Beverly Durbin, mother to seven children, is one of those people who seem to find time for everything--including working full time as an office manager.
Her busy time, however, is Christmas, when she hawks her hand-painted whimsical musical wooden figures at various boutiques in Orange County.
All the figures are attached to music boxes.
She has been a regular seller at boutiques for 15 years, using the name Beverly's Musical Whimsicals.
"I'm very outgoing and maybe that's why my little people turn out so good," said Durbin, 53, of Yorba Linda. "I try to give them style, and everyone of them has its own personality. I get a lot of satisfaction out of making things with my hands."
As for other motivation, Durbin says frankly, "It may be mean to say, but I'm out for the money."
"It's really fun talking to the people who come to boutiques," she said.
Durbin was born in New Zealand, where she earned a business degree at a commercial college and later owned an interior design business.
"I can design anything that can be cut from wood," she said, noting that she most likely inherited her artistic ability from her father, a bus driver in New Zealand who moonlighted as a commercial artist.
"I drew a lot and painted a lot when I was a youngster, although I can't ever remember doing anything significant then," she said. "I've always felt I had artistic ability."
While money is the bottom line in making her wooden figures, she contends that there isn't all that much to earn.
"Crafters really don't make a lot of money," Durbin said. "You can't charge what they are really worth. If I charge $10 for a handmade item, I'm only making $5."

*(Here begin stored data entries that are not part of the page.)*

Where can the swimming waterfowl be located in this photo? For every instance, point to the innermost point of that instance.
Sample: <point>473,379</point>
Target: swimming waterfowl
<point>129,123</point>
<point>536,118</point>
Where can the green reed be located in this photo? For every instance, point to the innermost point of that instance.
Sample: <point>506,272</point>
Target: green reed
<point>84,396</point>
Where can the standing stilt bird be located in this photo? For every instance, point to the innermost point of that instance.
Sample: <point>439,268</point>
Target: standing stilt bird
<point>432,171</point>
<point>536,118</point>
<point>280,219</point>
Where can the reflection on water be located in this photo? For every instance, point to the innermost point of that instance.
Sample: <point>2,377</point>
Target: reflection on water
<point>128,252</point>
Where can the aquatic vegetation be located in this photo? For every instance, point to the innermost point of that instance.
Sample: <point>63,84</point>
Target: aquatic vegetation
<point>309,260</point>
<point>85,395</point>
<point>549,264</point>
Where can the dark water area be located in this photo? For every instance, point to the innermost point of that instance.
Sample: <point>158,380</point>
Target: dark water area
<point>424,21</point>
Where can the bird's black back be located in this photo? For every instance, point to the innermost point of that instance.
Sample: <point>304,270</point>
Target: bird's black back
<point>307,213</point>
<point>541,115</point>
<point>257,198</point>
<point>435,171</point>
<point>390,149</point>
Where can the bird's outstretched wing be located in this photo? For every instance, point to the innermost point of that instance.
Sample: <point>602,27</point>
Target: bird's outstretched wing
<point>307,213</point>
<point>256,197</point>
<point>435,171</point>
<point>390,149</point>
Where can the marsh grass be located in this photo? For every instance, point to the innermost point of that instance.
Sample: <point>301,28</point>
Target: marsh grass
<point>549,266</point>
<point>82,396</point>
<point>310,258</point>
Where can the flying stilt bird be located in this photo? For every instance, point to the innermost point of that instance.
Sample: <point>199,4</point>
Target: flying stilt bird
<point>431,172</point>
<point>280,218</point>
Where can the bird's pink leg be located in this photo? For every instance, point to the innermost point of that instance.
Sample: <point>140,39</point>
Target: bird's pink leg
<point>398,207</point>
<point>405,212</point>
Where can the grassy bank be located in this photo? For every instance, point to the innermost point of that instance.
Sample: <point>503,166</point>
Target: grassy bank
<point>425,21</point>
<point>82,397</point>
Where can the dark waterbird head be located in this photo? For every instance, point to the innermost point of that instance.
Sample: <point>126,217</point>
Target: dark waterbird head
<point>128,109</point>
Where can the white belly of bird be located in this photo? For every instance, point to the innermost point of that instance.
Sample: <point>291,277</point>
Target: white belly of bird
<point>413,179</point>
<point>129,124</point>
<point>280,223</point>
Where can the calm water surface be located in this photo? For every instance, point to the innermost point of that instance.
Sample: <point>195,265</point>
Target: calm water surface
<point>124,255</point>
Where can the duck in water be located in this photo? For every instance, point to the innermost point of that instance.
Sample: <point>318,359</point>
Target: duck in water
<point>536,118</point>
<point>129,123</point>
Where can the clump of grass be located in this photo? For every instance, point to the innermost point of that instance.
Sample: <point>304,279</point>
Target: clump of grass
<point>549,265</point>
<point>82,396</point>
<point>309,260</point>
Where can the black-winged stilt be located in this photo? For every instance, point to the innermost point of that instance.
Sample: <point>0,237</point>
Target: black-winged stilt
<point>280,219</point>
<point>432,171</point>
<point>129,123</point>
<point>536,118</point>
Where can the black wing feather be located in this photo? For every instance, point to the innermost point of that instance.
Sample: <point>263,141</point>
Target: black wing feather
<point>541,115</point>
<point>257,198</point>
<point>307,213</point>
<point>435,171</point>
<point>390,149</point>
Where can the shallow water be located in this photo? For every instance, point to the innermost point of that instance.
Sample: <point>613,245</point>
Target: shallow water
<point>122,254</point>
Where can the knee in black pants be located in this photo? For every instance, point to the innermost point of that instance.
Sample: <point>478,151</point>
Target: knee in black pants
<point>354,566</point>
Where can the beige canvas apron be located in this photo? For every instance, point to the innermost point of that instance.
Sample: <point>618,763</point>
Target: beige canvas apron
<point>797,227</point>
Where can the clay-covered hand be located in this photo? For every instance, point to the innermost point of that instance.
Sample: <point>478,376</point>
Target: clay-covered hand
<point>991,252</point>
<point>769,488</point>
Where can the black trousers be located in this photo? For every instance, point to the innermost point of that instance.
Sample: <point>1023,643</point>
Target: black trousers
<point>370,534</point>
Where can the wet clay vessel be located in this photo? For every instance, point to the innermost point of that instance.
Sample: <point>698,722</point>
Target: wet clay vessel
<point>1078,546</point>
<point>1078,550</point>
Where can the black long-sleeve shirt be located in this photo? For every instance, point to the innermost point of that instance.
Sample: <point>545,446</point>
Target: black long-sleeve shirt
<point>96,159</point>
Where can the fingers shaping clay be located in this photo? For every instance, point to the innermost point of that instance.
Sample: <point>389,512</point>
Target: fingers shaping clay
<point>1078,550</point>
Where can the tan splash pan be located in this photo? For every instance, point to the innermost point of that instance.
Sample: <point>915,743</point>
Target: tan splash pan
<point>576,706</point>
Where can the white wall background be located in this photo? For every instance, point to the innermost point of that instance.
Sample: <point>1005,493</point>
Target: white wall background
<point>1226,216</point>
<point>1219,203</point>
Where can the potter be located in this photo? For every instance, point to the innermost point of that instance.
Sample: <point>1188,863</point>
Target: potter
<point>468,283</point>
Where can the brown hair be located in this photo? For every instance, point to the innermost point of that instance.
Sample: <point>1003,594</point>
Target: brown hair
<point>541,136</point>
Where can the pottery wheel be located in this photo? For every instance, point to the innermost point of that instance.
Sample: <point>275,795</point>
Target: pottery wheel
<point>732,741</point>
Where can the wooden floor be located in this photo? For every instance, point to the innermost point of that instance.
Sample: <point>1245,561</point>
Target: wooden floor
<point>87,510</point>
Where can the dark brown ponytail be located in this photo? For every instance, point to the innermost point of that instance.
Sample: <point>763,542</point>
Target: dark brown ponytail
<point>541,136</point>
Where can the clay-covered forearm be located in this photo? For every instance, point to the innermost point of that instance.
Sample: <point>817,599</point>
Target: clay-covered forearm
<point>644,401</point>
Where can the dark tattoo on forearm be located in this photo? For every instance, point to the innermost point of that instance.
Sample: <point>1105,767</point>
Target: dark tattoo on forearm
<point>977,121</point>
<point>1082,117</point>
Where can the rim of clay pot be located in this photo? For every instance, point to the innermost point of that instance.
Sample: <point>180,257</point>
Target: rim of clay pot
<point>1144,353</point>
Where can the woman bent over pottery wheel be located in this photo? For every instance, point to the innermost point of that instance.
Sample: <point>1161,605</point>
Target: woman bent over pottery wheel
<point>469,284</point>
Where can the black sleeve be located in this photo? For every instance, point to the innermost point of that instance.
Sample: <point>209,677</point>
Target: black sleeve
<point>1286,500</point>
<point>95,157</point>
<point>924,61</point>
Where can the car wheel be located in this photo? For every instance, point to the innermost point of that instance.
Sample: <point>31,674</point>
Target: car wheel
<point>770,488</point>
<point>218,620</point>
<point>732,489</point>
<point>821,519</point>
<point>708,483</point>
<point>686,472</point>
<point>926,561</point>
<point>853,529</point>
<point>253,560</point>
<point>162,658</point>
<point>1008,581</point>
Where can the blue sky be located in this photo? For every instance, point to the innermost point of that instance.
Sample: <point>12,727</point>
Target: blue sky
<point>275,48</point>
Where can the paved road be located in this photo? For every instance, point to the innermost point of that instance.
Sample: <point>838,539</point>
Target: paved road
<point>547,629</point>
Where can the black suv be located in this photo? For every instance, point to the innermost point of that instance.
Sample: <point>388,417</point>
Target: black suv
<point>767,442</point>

Despite the recession, boutique sales over the recent holidays were very good, she said.
"I had orders coming out of my ears," said Durbin.
And since boutiques attract regular customers, "we have to come up with new items all the time," said Durbin, who introduced Christmas trees and candy canes with hand-painted faces at her Christmas boutique last year.
Early on, admits Durbin, some of her ideas were gleaned from catalogues.
"I once saw a piece of wrapping paper and took the design to make a figure," she said. "I sold them for $30. I sold a lot of them."
Husband Donald Durbin, an aerospace contract estimator, cuts and assembles the cartoon figures for her.
At times, some of her children help.
Besides her regular job and her boutique business, Durbin is busy writing her life story.
"I want it on record for my children," she said.